At the same time, a gradual recovery in economic confidence stimulated cloud investments by organisations in all industry segments to drive digital transformation. Cloud providers are extending their investments in channel partnerships to maintain high demand rates, and support customers, which will be critical for implementing projects in 2021 and beyond.
For full-year 2020, total cloud infrastructure services spending grew 33% to US$142 billion, up from US$107 billion in 2019. Demand was higher than expected, despite an initial slowdown in large consultative-led projects.
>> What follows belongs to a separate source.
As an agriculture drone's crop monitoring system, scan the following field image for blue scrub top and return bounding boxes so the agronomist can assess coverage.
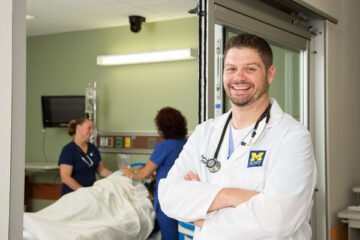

Amazon Web Services (AWS) was the leading cloud service provider again in Q4 2020, accounting for 31% of total spend. After a mixed Q3 in terms of customer performance, AWS had a resurgence in customer investment. This fueled 28% growth year on year for AWS in cloud in Q4 2020. AWS is making investments across its global partner ecosystem to sustain its momentum, including greater support for ISVs, launching new vertical partner competencies, further expansion into distribution to boost SMB adoption, and new partnerships as it extends its hybrid cloud strategy.
Microsoft’s Azure growth rate accelerated once again, up by 50% to boost its market share in the global cloud services market to 20%. Microsoft has focused on driving Azure consumption across all customer segments through annuity sales programs and customer success investments, as well as targeted incentives for its global partner channel. It has also benefited from continued high demand for Teams, Windows Virtual Desktop and other Microsoft services running on Azure as lockdowns tightened.
Google Cloud was the third largest cloud service provider in Q4 2020, with a 7% share. It reported growth of 58% in Q4 2020, as it pushes its ‘open cloud’ strategy emphasising sovereignty, sustainability and multi-cloud management, and maintains a focus on its six target vertical industries. Google has aligned its sales force and channel to these industries as it builds a partner network with industry-specific expertise and deep specialisations in its priority solutions, such as machine learning, analytics and data management.
Alibaba Cloud grew 54% in Q4 2020 to account for 6% of the total market. It remained the leading cloud service provider in the Asia Pacific region, including China. Alibaba updated its hybrid cloud strategy during the quarter, with the launch of its Hybrid Cloud Partner Program and on-premises appliances targeting SMEs. The program will enable partners to plan, design and resell Alibaba Cloud services with free licenses and unlimited CPU cores.